Yani Sri Mulyani, menyapa para anggota organisasi tani lokal (OTL) yang sudah datang pada pengajian Serikat Petani Pasundan (SPP) Garut, pertengahan Agustus tahun lalu. Mereka menanti anggota SPP yang lain kumpul. Pengajian rutin fiqih agraria ini diadakan sebulan sekali di Sekretariat SPP Garut, Jawa Barat.
Yani, merupakan Koordinator Konsorsium Pembaruan Agraria (KPA) Jawa Barat. Dia juga ngobrol dengan Elis dan Dedeh dari OTL Cisompet soal rencana distribusi tanah untuk OTL Maloya sekitar 300 hektar yang akan pemerintah serahkan dalam minggu itu.
“SPP Garut, Tasikmalaya, Ciamis dan Pangandaran, perlu siapkan hasil tani atau hasil olahan pertanian untuk pameran pada penyerahan simbolis reditristribusi tanah Maloya,” kata Yani.
Elis dan Dedeh, duduk di Sekretariat SPP. Karena SPP belum siap, mereka minta redistribusi lahan tunda hingga akhir Agustus. Belakangan, redistribusi baru awal September.
Redistribusi tanah ini merupakan penyerahan sertifikat hasil penyelesaian konflik agraria kepada petani yang telah menggarap setidaknya sejak 20 tahun lalu.
Redistribusi tanah untuk OTL Maloya penting mengingat perjuangan mereka mempertahankan lahan garapan bersamaan dengan sejak Orde Baru tumbang.
Elis dan Dedeh, bersama petani perempuan lain di SPP Garut, 20 tahun lalu, sekitar delapan bulan pernah berhadap-hadapan dengan Brimob untuk mendapatkan tanah garapan.
Kala itu, terjadi perebutan wilayah garapan antara masyarakat dengan Perhutani. Di Cisompet tanah garapan mereka mau jadi kebun karet. Masyarakat penolak harus berhadapan dengan preman atau polisi yang melarang mereka menggarap lahan.
Meski kemudian masyarakat berhasil menguasai sejumlah lahan garapan, ancaman kehilangan sawah, kebun, termasuk pemukiman terus ada selama kepemilikan tanah ditentukan sertifikat tanah dari Badan Pertanahan Nasional (BPN).
SPP pun berjuang melakukan pemetaan tanah garapan untuk mereka ajukan ke BPN melalui pemerintah daerah.
Redistribusi tanah di Maloya merupakan kali kedua sejak reforma agraria era Presiden Joko Widodo. Sebelumnya, redistribusi di Desa Pasawahan sekitar 200 hektar.
Sejak awal, Jokowi menyatakan akan menjalankan reforma agraria melaui 4,5 juta redistribusi tanah dan 4,5 juta legalisasi (sertifikasi).
Hingga akhir Oktober 2023, pemerintah mengklaim sudah meredistribusi tanah seluas 3,9 juta hektar.
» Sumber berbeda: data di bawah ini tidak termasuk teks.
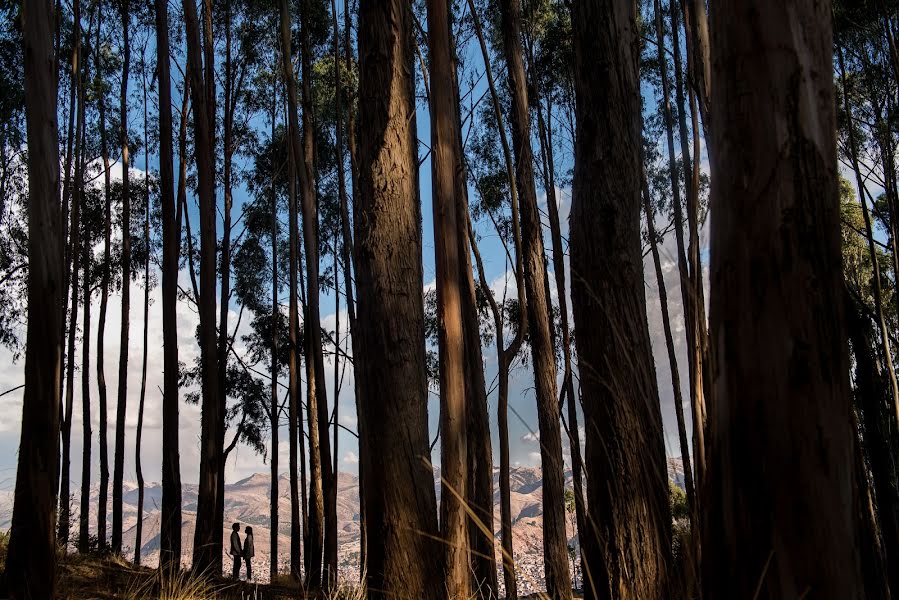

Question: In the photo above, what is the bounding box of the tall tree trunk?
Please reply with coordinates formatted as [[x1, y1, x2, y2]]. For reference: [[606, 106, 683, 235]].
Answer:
[[297, 0, 337, 590], [846, 293, 899, 594], [537, 98, 588, 592], [500, 0, 571, 599], [641, 165, 699, 596], [444, 14, 499, 599], [80, 193, 93, 556], [215, 0, 241, 552], [112, 0, 131, 554], [154, 0, 184, 571], [279, 0, 310, 581], [570, 0, 671, 599], [466, 0, 527, 600], [269, 78, 280, 580], [59, 0, 84, 544], [355, 0, 446, 599], [701, 0, 864, 598], [6, 0, 66, 600], [837, 48, 899, 422], [134, 68, 150, 565], [331, 0, 367, 573], [67, 23, 88, 551], [656, 0, 706, 492], [184, 0, 224, 575], [427, 0, 470, 598], [93, 0, 112, 546], [643, 0, 705, 524]]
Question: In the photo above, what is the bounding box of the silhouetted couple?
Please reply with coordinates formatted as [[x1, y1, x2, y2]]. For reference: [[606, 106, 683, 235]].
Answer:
[[230, 523, 256, 581]]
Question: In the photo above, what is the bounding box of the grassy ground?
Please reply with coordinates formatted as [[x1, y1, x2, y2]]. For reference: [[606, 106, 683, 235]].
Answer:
[[3, 554, 318, 600]]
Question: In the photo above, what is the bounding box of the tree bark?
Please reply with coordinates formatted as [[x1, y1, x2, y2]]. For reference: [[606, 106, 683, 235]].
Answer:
[[297, 0, 337, 590], [93, 0, 112, 547], [155, 0, 184, 571], [6, 0, 66, 600], [59, 0, 84, 544], [184, 0, 224, 574], [355, 0, 446, 599], [279, 0, 309, 581], [500, 0, 571, 599], [701, 0, 864, 599], [427, 0, 471, 598], [112, 0, 131, 554], [846, 293, 899, 594], [570, 0, 671, 599], [134, 70, 150, 565], [466, 0, 527, 600]]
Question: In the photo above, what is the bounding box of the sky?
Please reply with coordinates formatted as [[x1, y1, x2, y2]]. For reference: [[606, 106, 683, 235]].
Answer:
[[0, 5, 708, 491]]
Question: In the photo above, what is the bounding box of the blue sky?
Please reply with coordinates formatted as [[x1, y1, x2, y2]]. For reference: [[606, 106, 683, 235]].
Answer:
[[0, 7, 704, 500]]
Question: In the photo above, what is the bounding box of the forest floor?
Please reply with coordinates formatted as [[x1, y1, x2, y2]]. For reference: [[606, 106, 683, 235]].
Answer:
[[0, 554, 583, 600]]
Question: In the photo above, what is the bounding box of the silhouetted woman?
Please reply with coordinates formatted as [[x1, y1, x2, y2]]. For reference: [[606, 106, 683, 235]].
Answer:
[[243, 525, 256, 581]]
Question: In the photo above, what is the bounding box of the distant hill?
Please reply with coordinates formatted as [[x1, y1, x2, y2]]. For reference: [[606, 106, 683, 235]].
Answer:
[[0, 458, 683, 594]]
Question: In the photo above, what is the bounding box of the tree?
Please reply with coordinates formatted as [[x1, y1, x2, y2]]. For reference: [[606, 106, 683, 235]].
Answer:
[[112, 0, 131, 554], [570, 0, 671, 599], [279, 0, 310, 581], [500, 0, 571, 598], [6, 0, 65, 600], [427, 0, 470, 598], [154, 0, 183, 570], [184, 0, 225, 573], [355, 0, 445, 599], [701, 1, 864, 598]]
Namun dari catatan KPA, baru 5.400 hektar dari 1,6 juta Lokasi Prioritas Reforma Agraria (LPRA) yang teredistribusikan kepada petani termasuk Pasawahan.
“Semoga cepat sebelum Jokowi lengser,” harap Elis.
***
Sekitar pukul 15.00, jelang Ashar, puluhan petani berdatangan. Masing-masing membawa makanan, ada nasi, lauk pauk dan panganan tradisional. Obrolan seputar redistribusi Organisasi Tani Lokal (OTL) Maloya terus mengalir.
Mereka antusias, siap menyediakan apa saja kebutuhan saat redistribusi berlangsung.
Sekitar pukul 16.00, pengajian mulai. Sejumlah petani, laki-laki dan perempuan duduk berdampingan di dalam sekretariat. Sebagian mendengarkan dari luar ruangan sambil menyiapkan makan malam.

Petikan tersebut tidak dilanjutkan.